Tak hanya ayam, sesungguhnya nasi tumpeng termasuk dilengkapi bersama dengan ikan lele. Meski kini kebanyakan orang memilih model ikan lain sebagai lauk nasi tumpeng, dikarenakan wujud ikan lele yang tidak cukup begitu menarik. Ikan lele jadi lambang berasal dari ketabahan dan keuletan di dalam hidup. Sebab ikan lele mampu bertahan hidup di air yang tidak mengalir dan di dasar sungai.

4. Ikan teri

Ikan teri termasuk biasa di sediakan di dalam hidangan nasi tumpeng. Ikan teri di dalam nasi tumpeng miliki makna kebersamaan dan kerukunan, dikarenakan ikan teri senantiasa hidup bergerombol di di dalam laut.

5. Telur

Telur termasuk jadi lauk pauk mutlak dan miliki makna yang di dalam terhadap nasi tumpeng. Telur termasuk jadi perlambang kecuali manusia diciptakan bersama dengan fitrah yang sama. Telur yang biasa digunakan kebanyakan telur rebus yang dipindang dan di sediakan utuh bersama dengan kulitnya. Sehingga untuk memakannya, Ibu wajib mengulas telur lebih-lebih dahulu. Hal ini melambangkan, bahwa semua tindakan wajib direncanakan lebih-lebih dahulu (dikupas), ditunaikan cocok konsep dan dievaluasi untuk meraih hasil yang sempurna.

 

6. Sayur Urab

Selain lauk pauk, pelengkap lainnya yang tidak boleh tertinggal adalah sayur urab. Biasanya terdiri berasal dari kangkung, bayam, kacang panjang, taoge, bersama dengan bumbu urab yang terbuat berasal dari sambal parutan kelapa.
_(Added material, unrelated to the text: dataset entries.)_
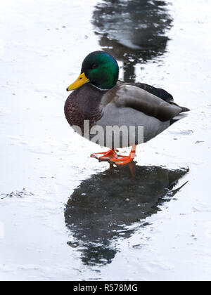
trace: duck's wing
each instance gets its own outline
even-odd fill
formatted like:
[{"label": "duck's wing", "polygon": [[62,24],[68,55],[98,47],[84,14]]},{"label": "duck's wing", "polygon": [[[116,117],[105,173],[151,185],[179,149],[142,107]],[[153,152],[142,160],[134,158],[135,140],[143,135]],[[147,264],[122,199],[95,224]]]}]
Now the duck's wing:
[{"label": "duck's wing", "polygon": [[167,103],[172,103],[174,101],[173,96],[161,88],[153,87],[151,85],[146,84],[144,83],[127,83],[129,85],[134,86],[136,87],[141,88],[141,89],[145,90],[147,92],[149,92],[151,94],[153,94],[158,98],[162,99]]},{"label": "duck's wing", "polygon": [[113,100],[117,107],[132,107],[162,122],[171,120],[181,112],[188,110],[129,84],[119,84]]},{"label": "duck's wing", "polygon": [[170,103],[171,105],[177,105],[177,107],[179,107],[182,109],[182,112],[189,112],[190,110],[187,107],[181,107],[177,103],[175,103],[174,102],[174,98],[172,96],[172,94],[169,93],[167,91],[161,88],[153,87],[151,85],[139,82],[127,83],[127,84],[134,86],[136,87],[139,87],[141,89],[143,89],[146,91],[149,92],[150,93],[153,94],[155,96],[158,96],[158,98],[162,99],[162,100],[165,100],[167,103]]}]

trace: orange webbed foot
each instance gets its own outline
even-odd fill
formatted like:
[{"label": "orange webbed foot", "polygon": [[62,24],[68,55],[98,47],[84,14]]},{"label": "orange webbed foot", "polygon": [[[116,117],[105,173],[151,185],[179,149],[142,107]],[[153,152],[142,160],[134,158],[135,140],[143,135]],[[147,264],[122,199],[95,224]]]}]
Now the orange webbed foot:
[{"label": "orange webbed foot", "polygon": [[131,150],[129,156],[121,156],[119,155],[117,159],[110,159],[110,163],[118,165],[126,165],[127,164],[131,163],[136,157],[136,145],[134,145]]},{"label": "orange webbed foot", "polygon": [[117,159],[118,155],[117,153],[117,150],[110,149],[107,152],[95,152],[91,155],[91,157],[97,159],[99,162],[101,161],[109,161],[111,159]]}]

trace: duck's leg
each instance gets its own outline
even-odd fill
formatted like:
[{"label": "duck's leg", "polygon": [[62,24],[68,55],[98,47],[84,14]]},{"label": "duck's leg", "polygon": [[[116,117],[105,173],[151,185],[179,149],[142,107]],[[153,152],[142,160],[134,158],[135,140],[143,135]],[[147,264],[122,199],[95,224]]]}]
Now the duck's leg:
[{"label": "duck's leg", "polygon": [[121,156],[120,155],[118,155],[118,157],[117,159],[110,159],[109,162],[110,163],[115,164],[116,165],[125,165],[126,164],[129,164],[132,162],[136,157],[136,145],[134,145],[131,149],[129,156]]},{"label": "duck's leg", "polygon": [[98,159],[99,162],[108,161],[111,159],[117,159],[119,156],[117,152],[118,152],[117,150],[112,148],[108,152],[95,152],[94,154],[91,154],[90,157],[92,158]]}]

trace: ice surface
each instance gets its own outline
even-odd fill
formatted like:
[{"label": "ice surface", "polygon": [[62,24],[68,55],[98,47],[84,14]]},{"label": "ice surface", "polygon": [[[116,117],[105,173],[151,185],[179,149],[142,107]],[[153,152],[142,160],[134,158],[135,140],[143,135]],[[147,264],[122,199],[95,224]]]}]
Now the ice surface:
[{"label": "ice surface", "polygon": [[[101,49],[101,37],[93,22],[98,3],[1,1],[0,194],[6,195],[0,195],[0,280],[210,280],[211,1],[169,4],[173,21],[165,51],[133,65],[136,81],[164,87],[177,103],[191,109],[186,118],[138,147],[137,165],[167,171],[188,166],[175,188],[188,183],[167,202],[171,188],[161,182],[164,199],[152,214],[141,211],[148,212],[146,219],[137,211],[142,206],[137,191],[133,198],[124,188],[117,208],[122,206],[124,218],[118,211],[113,216],[106,210],[103,215],[116,231],[110,234],[98,211],[102,199],[105,207],[114,206],[109,197],[106,204],[106,189],[101,189],[105,182],[92,188],[98,189],[98,203],[89,195],[93,183],[105,177],[106,184],[106,177],[110,181],[108,172],[103,176],[108,164],[89,158],[101,148],[75,133],[63,114],[66,87],[79,73],[84,57]],[[124,62],[120,60],[122,77]],[[113,173],[112,179],[121,185],[118,171]],[[144,190],[148,181],[153,186],[153,177],[141,181],[140,192],[148,192]],[[81,214],[76,224],[65,209],[68,202],[74,205],[68,199],[79,190],[94,204],[77,203],[72,212],[70,208],[68,216]],[[85,216],[84,204],[89,210]],[[98,228],[92,232],[95,215]],[[81,230],[86,228],[84,237]],[[93,249],[103,254],[100,259],[91,261]]]}]

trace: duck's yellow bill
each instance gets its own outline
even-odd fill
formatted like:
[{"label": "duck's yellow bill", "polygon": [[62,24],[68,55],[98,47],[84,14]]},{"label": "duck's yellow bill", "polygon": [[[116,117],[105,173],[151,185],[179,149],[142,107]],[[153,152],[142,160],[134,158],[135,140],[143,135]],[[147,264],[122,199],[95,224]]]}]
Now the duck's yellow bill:
[{"label": "duck's yellow bill", "polygon": [[84,73],[81,74],[77,79],[72,84],[70,85],[69,87],[67,88],[67,91],[70,91],[71,90],[77,89],[77,88],[81,87],[85,83],[89,81],[89,79],[87,78]]}]

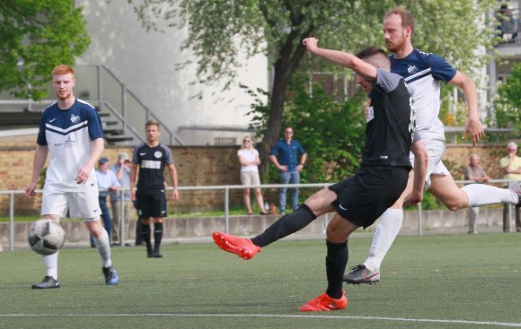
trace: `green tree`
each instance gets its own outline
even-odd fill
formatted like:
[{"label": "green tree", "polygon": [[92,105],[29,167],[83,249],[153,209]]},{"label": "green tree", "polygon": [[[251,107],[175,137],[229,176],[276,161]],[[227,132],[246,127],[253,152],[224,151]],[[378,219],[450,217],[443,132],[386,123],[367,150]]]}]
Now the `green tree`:
[{"label": "green tree", "polygon": [[[366,94],[359,92],[348,100],[335,101],[318,83],[313,83],[313,95],[310,95],[303,88],[305,79],[303,74],[295,74],[290,79],[291,97],[286,103],[282,119],[282,126],[294,127],[295,138],[310,154],[301,181],[335,182],[352,176],[359,168],[364,147]],[[260,100],[252,108],[252,126],[262,134],[269,108]],[[263,178],[278,182],[275,170],[268,170]]]},{"label": "green tree", "polygon": [[513,128],[515,138],[519,138],[521,131],[521,63],[512,69],[507,82],[498,88],[496,104],[496,120],[499,128]]},{"label": "green tree", "polygon": [[314,36],[322,47],[350,52],[370,44],[383,46],[384,13],[400,5],[417,17],[415,46],[446,56],[465,72],[485,63],[486,55],[475,49],[492,48],[495,26],[479,21],[497,4],[494,0],[128,1],[147,29],[157,28],[158,22],[187,29],[182,48],[193,52],[200,82],[225,81],[229,86],[241,67],[241,56],[267,56],[273,82],[261,157],[279,134],[289,78],[311,68],[341,70],[306,56],[303,39]]},{"label": "green tree", "polygon": [[91,39],[71,0],[0,1],[0,91],[40,100],[58,64],[73,65]]}]

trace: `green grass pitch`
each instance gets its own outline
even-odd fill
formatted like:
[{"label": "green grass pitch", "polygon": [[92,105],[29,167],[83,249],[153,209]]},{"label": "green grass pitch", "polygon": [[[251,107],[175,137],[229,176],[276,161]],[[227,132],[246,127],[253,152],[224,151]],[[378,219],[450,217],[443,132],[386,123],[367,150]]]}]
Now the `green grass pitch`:
[{"label": "green grass pitch", "polygon": [[[370,238],[349,241],[352,266]],[[2,328],[521,327],[521,234],[399,237],[375,286],[344,285],[343,311],[299,313],[326,288],[325,244],[279,241],[244,261],[214,244],[112,249],[120,282],[106,286],[93,248],[60,251],[60,289],[30,250],[0,253]]]}]

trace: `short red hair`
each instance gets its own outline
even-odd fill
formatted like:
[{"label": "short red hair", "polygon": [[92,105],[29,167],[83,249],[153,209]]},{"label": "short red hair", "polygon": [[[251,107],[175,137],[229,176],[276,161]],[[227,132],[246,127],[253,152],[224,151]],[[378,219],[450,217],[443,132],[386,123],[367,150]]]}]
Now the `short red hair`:
[{"label": "short red hair", "polygon": [[74,76],[75,71],[73,70],[73,68],[71,66],[66,65],[65,64],[60,64],[59,65],[53,68],[52,72],[50,74],[51,74],[51,75],[55,75],[55,74],[56,75],[63,75],[63,74],[71,74]]}]

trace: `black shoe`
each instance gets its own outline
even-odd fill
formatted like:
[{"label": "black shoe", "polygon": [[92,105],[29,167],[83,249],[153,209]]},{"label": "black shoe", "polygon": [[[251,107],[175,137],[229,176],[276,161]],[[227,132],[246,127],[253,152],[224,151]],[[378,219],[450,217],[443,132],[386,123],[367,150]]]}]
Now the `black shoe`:
[{"label": "black shoe", "polygon": [[357,265],[350,268],[350,273],[344,274],[344,281],[349,284],[376,284],[380,281],[380,273],[373,273],[364,265]]},{"label": "black shoe", "polygon": [[154,253],[152,253],[152,258],[163,258],[163,254],[161,254],[159,250],[154,250]]},{"label": "black shoe", "polygon": [[107,266],[102,267],[102,272],[103,273],[103,276],[105,277],[105,284],[109,286],[112,286],[114,284],[118,284],[119,282],[119,275],[114,270],[114,267]]},{"label": "black shoe", "polygon": [[51,289],[59,288],[59,281],[52,276],[46,275],[41,282],[33,284],[32,289]]}]

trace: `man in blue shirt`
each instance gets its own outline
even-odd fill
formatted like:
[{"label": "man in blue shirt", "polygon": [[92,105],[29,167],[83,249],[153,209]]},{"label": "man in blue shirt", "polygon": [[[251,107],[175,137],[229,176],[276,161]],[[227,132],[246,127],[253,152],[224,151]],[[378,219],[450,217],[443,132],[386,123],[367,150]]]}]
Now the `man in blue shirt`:
[{"label": "man in blue shirt", "polygon": [[[300,171],[304,168],[307,153],[300,143],[293,138],[293,128],[288,126],[284,129],[284,139],[278,140],[271,149],[269,160],[278,169],[280,184],[299,184]],[[298,161],[298,153],[301,154]],[[278,156],[278,159],[277,158]],[[281,187],[278,191],[278,209],[280,213],[286,212],[286,191],[287,187]],[[298,188],[291,189],[291,208],[293,211],[298,208]]]},{"label": "man in blue shirt", "polygon": [[[120,185],[116,177],[116,174],[114,174],[113,171],[109,170],[110,165],[109,159],[102,158],[98,164],[98,169],[96,170],[98,186],[100,189],[103,190],[101,191],[98,195],[100,208],[102,209],[102,219],[103,220],[105,230],[107,230],[109,238],[112,241],[112,219],[110,218],[110,212],[109,212],[109,207],[107,206],[107,197],[110,195],[110,192],[118,193]],[[91,246],[93,245],[94,241],[91,236]]]}]

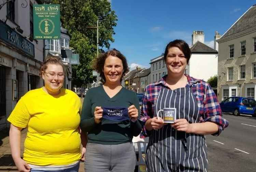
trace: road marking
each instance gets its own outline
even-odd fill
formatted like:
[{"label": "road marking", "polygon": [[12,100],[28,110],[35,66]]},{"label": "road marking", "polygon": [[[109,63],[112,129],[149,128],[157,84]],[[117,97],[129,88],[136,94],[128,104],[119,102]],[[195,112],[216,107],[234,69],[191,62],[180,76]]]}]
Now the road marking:
[{"label": "road marking", "polygon": [[216,140],[213,140],[213,141],[217,142],[217,143],[221,143],[222,144],[225,144],[224,143],[223,143],[221,142],[218,142],[218,141],[216,141]]},{"label": "road marking", "polygon": [[254,126],[254,125],[249,125],[249,124],[242,124],[242,123],[241,123],[241,124],[242,125],[248,125],[248,126],[251,126],[252,127],[256,127],[256,126]]},{"label": "road marking", "polygon": [[250,154],[250,153],[248,153],[248,152],[245,152],[245,151],[242,151],[242,150],[240,150],[240,149],[237,149],[237,148],[235,148],[235,149],[236,150],[237,150],[238,151],[241,151],[241,152],[243,152],[244,153],[245,153],[246,154]]}]

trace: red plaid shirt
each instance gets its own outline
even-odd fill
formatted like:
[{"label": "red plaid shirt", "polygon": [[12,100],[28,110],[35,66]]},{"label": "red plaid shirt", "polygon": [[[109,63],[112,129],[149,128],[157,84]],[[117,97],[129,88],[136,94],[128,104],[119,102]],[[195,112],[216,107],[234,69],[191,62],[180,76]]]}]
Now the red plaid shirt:
[{"label": "red plaid shirt", "polygon": [[[199,122],[210,121],[217,124],[218,131],[213,135],[219,135],[228,126],[229,122],[222,117],[221,109],[215,93],[210,85],[204,81],[187,75],[185,76],[188,80],[186,87],[191,87],[193,94],[197,97]],[[140,120],[142,125],[141,138],[148,136],[145,124],[147,120],[154,117],[155,105],[161,87],[169,88],[165,82],[167,77],[166,75],[158,82],[150,84],[145,89],[140,114]]]}]

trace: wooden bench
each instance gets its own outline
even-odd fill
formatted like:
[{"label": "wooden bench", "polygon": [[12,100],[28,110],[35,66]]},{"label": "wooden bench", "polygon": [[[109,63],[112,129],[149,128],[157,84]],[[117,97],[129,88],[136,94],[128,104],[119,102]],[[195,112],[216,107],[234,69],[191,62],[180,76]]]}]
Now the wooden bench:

Sayuran ini melambangkan banyak makna, Kangkung artinya jinangkung yang artinya melindungi. Bayam mampu diartikan bersama dengan ayem tentrem. Taoge atau kecambah artinya tumbuh. Kacang panjang mampu diartikan sebagai analisis yang jauh ke depan. Sedangkan bawang merah diartikan mempertimbangan segala suatu hal bersama dengan matang baik buruknya. Dan yang paling akhir adalah bumbu urap artinya urip atau hidup atau mampu menghidupi (menafkahi) keluarga

 

7. Cabe Merah

Hiasan cabe merah yang berbentuk kelopak bunga ini kebanyakan ditaruh di anggota atas nasi tumpeng. Hiasan cabe ini melembangkan api yang memberikan penerangan yang berfaedah bagi orang lain.

You may also like...

Leave a Reply

Your email address will not be published.